Virtually everyone I speak with in this business assumes the DOL rule is a fait accompli. 

Sources better placed than me in the Beltway say even Washington, D.C., attorneys suing the DOL on behalf of brokerage and insurance clients believe the possibility of the rule being overturned is remote. Instead, their goal is to water down what they view as the rule’s most onerous aspects.

How much of their conviction is based upon a growing consensus that Hillary Clinton will be elected president on November 8 is unclear. I don’t know if either Clinton or Donald Trump knows what the DOL rule is. 

But one might think that if Trump is elected, he might look for at least a few areas to compromise with congressional Republicans who vehemently oppose the rule and with whom he clashed almost daily in October. As someone who spent June 23 in England as it voted on Brexit, I’ve learned to expect the unexpected.

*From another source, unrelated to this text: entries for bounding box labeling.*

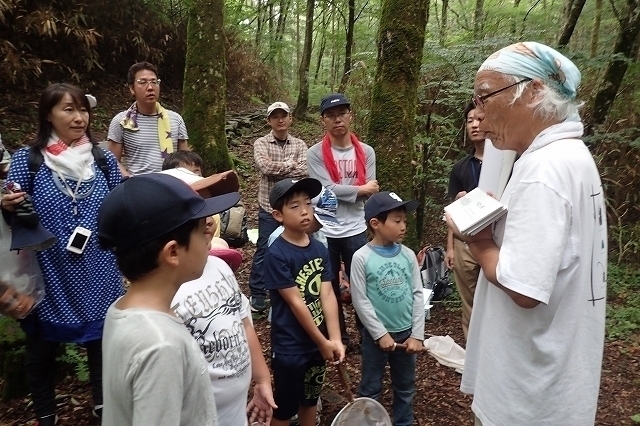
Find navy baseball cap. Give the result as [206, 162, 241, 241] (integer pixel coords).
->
[269, 178, 322, 209]
[320, 93, 351, 115]
[364, 191, 420, 223]
[98, 173, 240, 250]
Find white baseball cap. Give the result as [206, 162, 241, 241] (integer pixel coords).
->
[267, 102, 291, 118]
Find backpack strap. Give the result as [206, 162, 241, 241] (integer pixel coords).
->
[27, 146, 44, 186]
[91, 145, 109, 182]
[27, 145, 109, 189]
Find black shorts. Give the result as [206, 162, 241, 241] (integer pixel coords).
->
[271, 351, 327, 420]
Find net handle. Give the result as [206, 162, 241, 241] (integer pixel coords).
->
[336, 362, 355, 402]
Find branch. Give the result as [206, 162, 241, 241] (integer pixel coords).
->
[353, 0, 369, 22]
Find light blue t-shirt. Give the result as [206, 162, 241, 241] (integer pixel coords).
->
[350, 243, 424, 340]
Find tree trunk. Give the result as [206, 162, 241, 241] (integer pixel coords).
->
[338, 0, 356, 93]
[313, 4, 327, 84]
[589, 0, 602, 58]
[366, 0, 429, 248]
[473, 0, 484, 40]
[588, 0, 640, 133]
[183, 0, 233, 172]
[438, 0, 449, 47]
[293, 0, 315, 118]
[558, 0, 586, 48]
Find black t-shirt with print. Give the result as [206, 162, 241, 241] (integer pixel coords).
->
[263, 236, 333, 354]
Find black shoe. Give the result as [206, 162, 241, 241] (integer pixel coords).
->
[343, 341, 360, 354]
[91, 405, 104, 419]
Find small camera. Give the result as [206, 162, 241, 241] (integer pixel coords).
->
[67, 226, 91, 254]
[4, 181, 22, 194]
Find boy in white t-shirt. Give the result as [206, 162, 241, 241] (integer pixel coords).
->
[162, 168, 276, 426]
[98, 173, 240, 426]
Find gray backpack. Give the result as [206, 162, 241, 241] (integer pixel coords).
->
[220, 201, 249, 248]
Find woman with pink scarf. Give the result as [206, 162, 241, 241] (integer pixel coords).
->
[1, 84, 126, 426]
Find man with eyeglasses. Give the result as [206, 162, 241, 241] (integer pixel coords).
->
[107, 62, 189, 176]
[445, 102, 484, 339]
[249, 102, 307, 319]
[447, 42, 607, 426]
[307, 93, 379, 351]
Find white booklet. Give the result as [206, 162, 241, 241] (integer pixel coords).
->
[478, 139, 516, 200]
[444, 188, 507, 235]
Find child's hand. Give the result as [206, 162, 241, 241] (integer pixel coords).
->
[318, 339, 337, 362]
[247, 383, 278, 425]
[333, 340, 345, 364]
[378, 333, 396, 352]
[404, 337, 424, 354]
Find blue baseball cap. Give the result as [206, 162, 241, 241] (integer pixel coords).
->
[98, 173, 240, 250]
[364, 191, 420, 223]
[269, 178, 322, 209]
[320, 93, 351, 115]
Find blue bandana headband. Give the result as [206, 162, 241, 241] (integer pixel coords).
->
[478, 41, 580, 99]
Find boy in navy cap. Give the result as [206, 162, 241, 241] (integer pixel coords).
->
[264, 178, 344, 426]
[98, 173, 240, 426]
[351, 191, 424, 426]
[307, 93, 379, 350]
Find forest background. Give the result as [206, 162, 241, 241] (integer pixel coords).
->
[0, 0, 640, 422]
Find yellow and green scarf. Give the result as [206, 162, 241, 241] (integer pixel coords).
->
[120, 102, 173, 158]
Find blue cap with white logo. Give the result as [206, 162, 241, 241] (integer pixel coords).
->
[364, 191, 420, 223]
[320, 93, 351, 115]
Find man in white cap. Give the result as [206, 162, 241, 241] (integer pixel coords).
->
[249, 102, 307, 316]
[447, 42, 607, 426]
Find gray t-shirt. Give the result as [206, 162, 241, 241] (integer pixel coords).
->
[102, 302, 218, 426]
[107, 110, 189, 175]
[307, 142, 376, 238]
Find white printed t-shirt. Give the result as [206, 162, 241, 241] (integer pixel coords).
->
[460, 122, 607, 426]
[171, 256, 251, 426]
[307, 142, 376, 238]
[102, 299, 218, 426]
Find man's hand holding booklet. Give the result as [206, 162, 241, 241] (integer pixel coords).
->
[444, 188, 507, 235]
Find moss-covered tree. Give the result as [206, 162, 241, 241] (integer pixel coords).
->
[366, 0, 429, 248]
[183, 0, 233, 172]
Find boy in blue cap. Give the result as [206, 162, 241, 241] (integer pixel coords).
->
[264, 178, 344, 426]
[351, 191, 424, 426]
[98, 173, 240, 426]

Conventional wisdom, for what it’s worth, thinks otherwise. Giant wirehouses have had executive teams working on DOL day for years and seem prepared to implement the rule. On the flip side, low-cost providers like Vanguard look prepared to expand into markets that were always tangential to them, like annuities.

The next regulator advisors need to watch on the fiduciary front is the SEC. As the leading regulator of the securities industry charged with protecting the public, the SEC has been upstaged and embarrassed by the DOL. Regulators do not like to be embarrassed.

The SEC has indicated it plans to provide broader fiduciary guidance in the future that will extend beyond retirement accounts. But if an advisor works with a client on IRA and 401(k) assets, the DOL rule as initially written essentially holds them to a fiduciary standard on taxable accounts as well.

Last spring, the SEC indicated it would provide broad fiduciary guidance sometime in the spring of 2017 after watching how implementation of the DOL rule plays out. SEC officials indicated they’d like to standardize and synchronize regulations to avoid confusion. We’ll see what happens.